Then there’s the study published last month in the journal Psychological Science finding that, to be blunt, conservative beliefs are associated with lower intelligence as measured in standard intelligence tests. The study itself is very dense reading, but the magazine Live Science carried a very accessible writeup last month, and Britain’s conservative-leaning Daily Mail had a strikingly unskeptical report on it yesterday.
In case you’re wondering, the researchers used three data sets, including “two large-scale, nationally representative United Kingdom data sets (N = 15,874).” Their bottom line, as the researchers put it in their Psychological Science abstract:
lower general intelligence (g) in childhood predicts greater racism in adulthood, and this effect was largely mediated via conservative ideology.
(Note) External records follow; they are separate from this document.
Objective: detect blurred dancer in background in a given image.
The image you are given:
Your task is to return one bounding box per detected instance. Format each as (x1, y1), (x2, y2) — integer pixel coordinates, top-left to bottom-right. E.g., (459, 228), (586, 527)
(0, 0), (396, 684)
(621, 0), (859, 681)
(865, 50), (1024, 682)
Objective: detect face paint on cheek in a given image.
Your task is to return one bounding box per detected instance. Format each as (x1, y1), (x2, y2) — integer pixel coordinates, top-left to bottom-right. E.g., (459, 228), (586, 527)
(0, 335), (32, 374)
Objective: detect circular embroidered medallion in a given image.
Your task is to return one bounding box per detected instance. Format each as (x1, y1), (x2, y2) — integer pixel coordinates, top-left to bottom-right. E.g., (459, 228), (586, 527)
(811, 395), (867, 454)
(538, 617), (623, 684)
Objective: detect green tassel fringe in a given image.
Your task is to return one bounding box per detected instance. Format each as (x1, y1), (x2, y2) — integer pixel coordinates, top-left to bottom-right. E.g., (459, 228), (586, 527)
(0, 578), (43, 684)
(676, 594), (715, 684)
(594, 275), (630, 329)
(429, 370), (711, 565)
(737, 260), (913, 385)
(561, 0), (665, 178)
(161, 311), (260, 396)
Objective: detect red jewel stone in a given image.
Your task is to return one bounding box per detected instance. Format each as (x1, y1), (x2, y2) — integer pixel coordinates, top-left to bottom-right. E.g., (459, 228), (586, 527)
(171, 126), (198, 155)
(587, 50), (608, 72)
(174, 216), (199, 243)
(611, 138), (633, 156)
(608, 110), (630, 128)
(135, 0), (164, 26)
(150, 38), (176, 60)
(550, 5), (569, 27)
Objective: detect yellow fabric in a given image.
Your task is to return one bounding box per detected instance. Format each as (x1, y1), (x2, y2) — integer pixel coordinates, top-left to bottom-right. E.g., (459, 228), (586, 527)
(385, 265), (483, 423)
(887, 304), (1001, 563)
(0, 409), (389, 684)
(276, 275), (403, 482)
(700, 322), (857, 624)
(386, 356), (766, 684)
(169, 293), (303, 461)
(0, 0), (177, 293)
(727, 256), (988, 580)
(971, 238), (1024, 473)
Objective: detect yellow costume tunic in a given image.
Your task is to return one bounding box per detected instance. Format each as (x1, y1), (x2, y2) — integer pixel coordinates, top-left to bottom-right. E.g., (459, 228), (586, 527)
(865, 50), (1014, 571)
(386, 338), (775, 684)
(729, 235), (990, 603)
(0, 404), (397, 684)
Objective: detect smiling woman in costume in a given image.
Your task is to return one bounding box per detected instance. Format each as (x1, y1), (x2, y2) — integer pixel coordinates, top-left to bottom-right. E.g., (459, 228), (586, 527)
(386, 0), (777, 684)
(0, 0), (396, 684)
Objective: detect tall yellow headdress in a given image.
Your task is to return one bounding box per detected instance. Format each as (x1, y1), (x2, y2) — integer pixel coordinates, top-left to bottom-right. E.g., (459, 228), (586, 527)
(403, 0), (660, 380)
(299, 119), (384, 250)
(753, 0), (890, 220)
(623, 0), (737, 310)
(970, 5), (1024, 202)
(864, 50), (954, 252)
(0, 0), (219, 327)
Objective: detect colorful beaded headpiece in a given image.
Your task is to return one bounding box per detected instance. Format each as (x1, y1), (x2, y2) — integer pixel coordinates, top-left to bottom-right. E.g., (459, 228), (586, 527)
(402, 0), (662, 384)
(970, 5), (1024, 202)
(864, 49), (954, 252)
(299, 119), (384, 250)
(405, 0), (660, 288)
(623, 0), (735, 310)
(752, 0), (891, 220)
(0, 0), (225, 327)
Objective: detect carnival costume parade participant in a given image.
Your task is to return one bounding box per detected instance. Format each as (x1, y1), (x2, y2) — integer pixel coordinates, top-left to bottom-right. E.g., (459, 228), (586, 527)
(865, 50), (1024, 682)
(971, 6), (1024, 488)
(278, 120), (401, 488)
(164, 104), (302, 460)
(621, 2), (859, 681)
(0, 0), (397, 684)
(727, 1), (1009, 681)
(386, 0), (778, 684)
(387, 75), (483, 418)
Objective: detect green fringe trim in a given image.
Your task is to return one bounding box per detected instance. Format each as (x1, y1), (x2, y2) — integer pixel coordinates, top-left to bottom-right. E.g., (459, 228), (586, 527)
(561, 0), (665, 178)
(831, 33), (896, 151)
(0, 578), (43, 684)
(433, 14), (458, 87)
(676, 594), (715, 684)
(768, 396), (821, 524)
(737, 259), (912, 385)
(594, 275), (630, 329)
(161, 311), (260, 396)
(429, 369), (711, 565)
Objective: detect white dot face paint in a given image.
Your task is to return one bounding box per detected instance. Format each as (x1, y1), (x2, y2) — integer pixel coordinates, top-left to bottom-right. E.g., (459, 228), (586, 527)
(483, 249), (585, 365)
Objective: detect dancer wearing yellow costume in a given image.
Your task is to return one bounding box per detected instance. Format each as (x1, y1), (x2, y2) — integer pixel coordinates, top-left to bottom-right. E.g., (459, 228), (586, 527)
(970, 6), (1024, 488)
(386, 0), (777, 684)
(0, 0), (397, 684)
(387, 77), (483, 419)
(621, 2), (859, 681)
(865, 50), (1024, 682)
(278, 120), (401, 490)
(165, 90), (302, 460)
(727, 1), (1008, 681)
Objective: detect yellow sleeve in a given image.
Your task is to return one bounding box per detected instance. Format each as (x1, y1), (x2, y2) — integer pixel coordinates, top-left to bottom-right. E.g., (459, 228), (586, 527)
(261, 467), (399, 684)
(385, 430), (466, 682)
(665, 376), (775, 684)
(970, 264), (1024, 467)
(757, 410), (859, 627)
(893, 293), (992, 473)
Another study, which I found so troubling that I’m going to write about it at greater length in an upcoming separate piece, is a book titled “Why Some Politicians Are More Dangerous Than Others.” It was published last summer but is getting some new ink lately following a review by Andrew Hacker in the current New York Review of Books. The author of the book, NYU psychiatry professor James Gilligan (formerly of Harvard, former head of mental health services for the Mass. State prison system), went through 107 years of U.S. government statistics and found that violent deaths—homicides and suicides (both forms of taking a human life)—increase sharply during Republican presidential administrations and decline just as sharply during Democratic presidencies. The difference between a Republican and Democratic White House can range as high as 19,000 extra violent deaths per year, and it’s true of every presidency since 1900, when the federal government first started collecting annual death statistics, with the sole exceptions of the New Deal-enthusiast Republican Dwight Eisenhower and the neoliberal Democrat Jimmy Carter.
The reason, Gilligan argues, is that in stark contrast to popular belief, Republican presidencies are consistently associated with rising unemployment, increased frequency and length of recessions and growing economic inequality. All these factors lead to increases in the psychological stresses consistently associated with the taking of a human life, whether another person’s (homicide) or one’s own (suicide).
It sounds too prejudicial and far-fetched to be true, but Gilligan lays out the case piece by piece with detailed numbers and charts, plus references to related research that documents the individual pieces of his thesis. I just got the book yesterday (it’s not available on Kindle) so I’ll write about it in a few days.